Неокантианство Восьмой том. Сборник эссе, статей, текстов книг - страница 32
Поэтому только это и может быть вопросом: Как я должен волить, чтобы волить так, как я должен волить? Этот вопрос должен быть задан ботносительно к материальному, если мы хотим достичь всеобщности, которая не зависит от материального. Ведь материальное никогда не бывает общим, а всегда индивидуально. Поэтому общая заповедь может быть дана только воле, которая как таковая всегда индивидуальна, поскольку она в то же время супраиндивидуализирует ее в ее индивидуальности, требует от нее не просто оставаться индивидуальной, но и подниматься и расширяться до супраиндивидуального всеобщего.
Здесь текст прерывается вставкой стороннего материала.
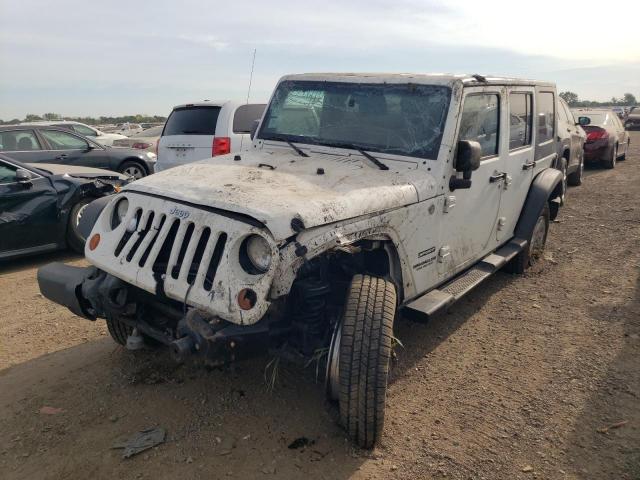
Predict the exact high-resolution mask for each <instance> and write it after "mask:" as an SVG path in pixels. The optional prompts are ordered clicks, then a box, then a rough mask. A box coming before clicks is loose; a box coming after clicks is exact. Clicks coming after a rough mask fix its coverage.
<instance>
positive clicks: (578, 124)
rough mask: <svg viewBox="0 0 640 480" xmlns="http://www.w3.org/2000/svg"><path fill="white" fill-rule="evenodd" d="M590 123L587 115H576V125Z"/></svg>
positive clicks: (580, 125) (586, 124)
Поэтому истинное и подлинное содержание самого общего этического фундаментального закона действительно может означать не что иное, как волеизъявление таким образом, чтобы мое волеизъявление как волеизъявление (а не волеизъявление) было возведено в статус общего принципа, подобно тому как Кант в форме «категорического императива» фактически выразил «фундаментальный закон чистого практического разума». В этом хорошем смысле закон не лишен содержания, но его содержание само по себе «формально», поскольку оно не «материально», а сам закон не является «чисто формальным» в ложном смысле, поскольку он не материален.
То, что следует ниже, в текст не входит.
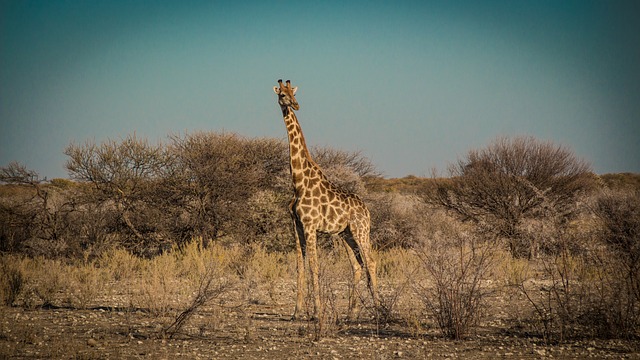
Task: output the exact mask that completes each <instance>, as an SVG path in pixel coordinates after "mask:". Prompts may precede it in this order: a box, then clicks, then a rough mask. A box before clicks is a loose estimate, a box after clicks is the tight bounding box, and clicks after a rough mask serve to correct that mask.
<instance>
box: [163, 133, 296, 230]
mask: <svg viewBox="0 0 640 360" xmlns="http://www.w3.org/2000/svg"><path fill="white" fill-rule="evenodd" d="M172 141H173V143H172V145H171V152H172V153H173V154H175V156H176V160H177V163H176V174H177V175H178V182H177V183H176V191H177V192H178V193H179V194H180V195H181V207H182V208H183V209H184V211H185V215H186V216H185V220H186V224H185V226H186V228H189V229H190V235H189V239H190V238H191V237H192V236H200V237H203V238H205V239H215V238H219V237H222V236H225V235H227V234H229V233H235V234H239V235H241V234H243V232H244V231H245V226H246V223H247V219H246V216H248V214H247V213H246V211H244V206H245V204H246V202H247V200H248V199H249V198H250V197H251V196H252V195H253V194H254V193H255V192H256V191H258V190H260V189H264V188H269V187H274V186H277V185H278V184H279V181H278V179H279V178H280V177H283V176H284V174H285V169H286V164H287V161H286V146H285V145H284V143H282V142H281V141H278V140H272V139H246V138H243V137H240V136H238V135H235V134H228V133H223V134H217V133H205V132H197V133H193V134H186V135H184V136H173V137H172ZM242 238H243V237H242V236H238V239H242ZM187 240H188V239H187Z"/></svg>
Моральная цель и моральный мотив
Ответ на вопрос: как я должен волить, чтобы волить так, как я должен волить, дал в качестве содержания закона требование к моему хотению быть пригодным в качестве общего принципа. Таким образом, сам закон признается целью или назначением моего хотения. Ради закона как цели, ради закона как такового я должен волить, чтобы волить нравственно. Мое желание должно быть определено в соответствии с законом, чтобы оно могло претендовать на моральную ценность. Эта идея объединяет два аспекта, которые тем рче различаются по своему внутреннему смыслу, чем чаще их смешивают в этических дискуссиях. С одной стороны, есть закон как цель, с другой – детерминация воли как мотив. И то и другое стоит в этически необходимом субъектно – объектном соотношении. Но именно поэтому субъективное и объективное в этой корреляции не совпадают. Поскольку и то, и другое может быть обозначено одним и тем же словом «причина», поскольку на вопрос: по какой причине человек поступил, можно ответить, исходя не только из закона или цели, но и из мотива, поэтому их различие легко скрывается языком. Но «причина» в обоих случаях означает совершенно разные вещи, как бы тесно они ни были связаны друг с другом. Закон как цель- это объективная юридическая причина, в соответствии с которой должно осуществляться намерение; мотив – это субъективное побуждение, из которого намерение фактически осуществляется. Если этот субъективный мотив направлен в соответствии с объективным правовым основанием, то он является правильным в этическом смысле, т.е. нравственным. Таким образом, в морали цель и мотив вступают в конкретную связь. Но звенья этой связи от этого не становятся тождественными. Представление или осуществление справедливости субъективного мотива в желании действовать в соответствии с целью называется долгом. Направить мотив в сторону закона – значит сделать закон эталоном долга в рациональном сознании. В волевом мотиве, который таким образом направляет себя, закон тем самым завоевывает уважение субъекта. Направить мотив в соответствии с целью – значит: уважать закон, значит: иметь в качестве мотива сознание долга, ибо закон есть правовое основание. Таким образом, уважение или сознание долга – это специфически этически обусловленная движущая сила или моральный мотив. И в соотнесении с этим соображением нравственный основной закон заявляет в качестве своей цели: «Поступать из уважения к закону» в кантовской формулировке или: «Поступать из сознания долга» в формулировке FICHTE.